Giovani aristocratici sdegnati dalle barbarie e dall’arretratezza di una monarchia si rivoltarono contro la loro stessa classe. Studenti con l’animo pieno di sogni di libertà, generosi a volte velleitari, videro nell’attentato politico contro eminenti personalità del regime, lo zar e la sua famiglia non esclusi, il mezzo più rapido per sbarazzarsi della dittatura e per scuotere il popolo. Nello studio delle lotte politiche e zone adiacenti numerose forme di comportamento sono state definite terroristiche. Ogni gruppo politico in lotta deve adottare in assenza di regime parlamentare , atteggiamenti di lotta più o meno sanguinari. Il terrorismo è figlio dell’oppressione. Anche il cattolicesimo ha, in certa misura e in certe condizioni storiche, legittimato la violenza politica, come quando i gesuiti mandarono Ravaillac ad ammazzare Enrico IV. A quei tempi non si parlava ancora di anarchia, quindi il delitto politico non poteva essere scaricato sugli anarchici. Ancora non si era avuta l’identificazione del diverso nell’anarchico, che si avrà con la rivoluzione del libero pensiero iniziata dagli illuministi da Voltaire e da Rousseau con intenti diversi ma che tutti contribuiscono a infrangere le pastoie dei catechismi. L’anarchismo, inteso come pensiero compiuto e coerente, si fonda invece sulla premessa della perfettibilità umana, su un sereno ottimismo che eventi ed esperienze negative non riescono a scalfire. A differenza dell’evoluzionismo biologico-sociale para-darwiniano che vedeva nella lotta egoistica il motore della sopravvivenza della specie e del progresso, l’anarchismo scorge nella solidarietà la vera molla delle azioni umane, se appena la persona si rende conto delle possibilità di libertà insite nella sua natura e negate da una società alienante. L’umanità nuova sarà formata da libere coscienze capace di autogoverno interiore e sociale, in cui non avranno più posto gerarchie, autoritarismi e violenze.

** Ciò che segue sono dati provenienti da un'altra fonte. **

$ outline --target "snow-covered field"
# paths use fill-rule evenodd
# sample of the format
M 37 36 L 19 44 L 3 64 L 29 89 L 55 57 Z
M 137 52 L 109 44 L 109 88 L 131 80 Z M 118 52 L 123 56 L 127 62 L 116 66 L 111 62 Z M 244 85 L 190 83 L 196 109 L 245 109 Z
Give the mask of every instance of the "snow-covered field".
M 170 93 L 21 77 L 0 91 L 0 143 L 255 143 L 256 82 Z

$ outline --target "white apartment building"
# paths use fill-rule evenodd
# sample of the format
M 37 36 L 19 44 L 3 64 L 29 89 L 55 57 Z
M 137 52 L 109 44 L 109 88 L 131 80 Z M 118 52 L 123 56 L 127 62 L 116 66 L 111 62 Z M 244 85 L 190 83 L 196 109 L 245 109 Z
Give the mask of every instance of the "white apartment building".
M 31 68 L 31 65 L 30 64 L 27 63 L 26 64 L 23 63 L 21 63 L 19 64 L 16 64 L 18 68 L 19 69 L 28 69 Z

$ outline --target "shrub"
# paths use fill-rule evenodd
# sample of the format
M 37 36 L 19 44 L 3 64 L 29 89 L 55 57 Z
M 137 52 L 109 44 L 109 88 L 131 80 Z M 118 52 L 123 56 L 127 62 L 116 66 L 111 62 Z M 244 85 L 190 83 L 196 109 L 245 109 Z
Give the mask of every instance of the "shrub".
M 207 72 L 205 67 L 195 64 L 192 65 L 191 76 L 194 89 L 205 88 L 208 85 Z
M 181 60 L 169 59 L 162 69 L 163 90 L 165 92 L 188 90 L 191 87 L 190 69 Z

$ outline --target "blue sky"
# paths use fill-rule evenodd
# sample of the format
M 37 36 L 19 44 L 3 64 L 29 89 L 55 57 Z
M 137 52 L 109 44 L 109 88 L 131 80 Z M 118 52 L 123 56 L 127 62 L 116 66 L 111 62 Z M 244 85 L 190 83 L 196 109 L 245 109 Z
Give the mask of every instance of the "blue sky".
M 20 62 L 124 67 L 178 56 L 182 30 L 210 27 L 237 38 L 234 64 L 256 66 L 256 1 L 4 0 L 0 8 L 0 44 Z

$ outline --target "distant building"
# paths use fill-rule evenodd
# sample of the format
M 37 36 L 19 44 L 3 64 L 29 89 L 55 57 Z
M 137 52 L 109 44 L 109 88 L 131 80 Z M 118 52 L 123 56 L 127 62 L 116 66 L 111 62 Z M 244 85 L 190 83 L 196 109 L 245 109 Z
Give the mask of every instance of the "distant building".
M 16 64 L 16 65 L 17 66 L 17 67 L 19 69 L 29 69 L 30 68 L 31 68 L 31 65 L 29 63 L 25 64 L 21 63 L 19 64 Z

È questa certezza, questo ottimismo e questa fiducia nella persona liberata che muovono i cuori più puri del terrorismo, dai nichilisti della Russia zarista agli attentatori della Francia fine secolo, all’assassinio di re Umberto I a Monza nel 1900 con cui Bresci volle vendicare le vittime dei fatti di Milano del 1898 e la complicità del Savoia col boia Bava Beccaris, di professione generale, così come è la violenza fascista che motiva i tre attentati anarchici a Mussolini.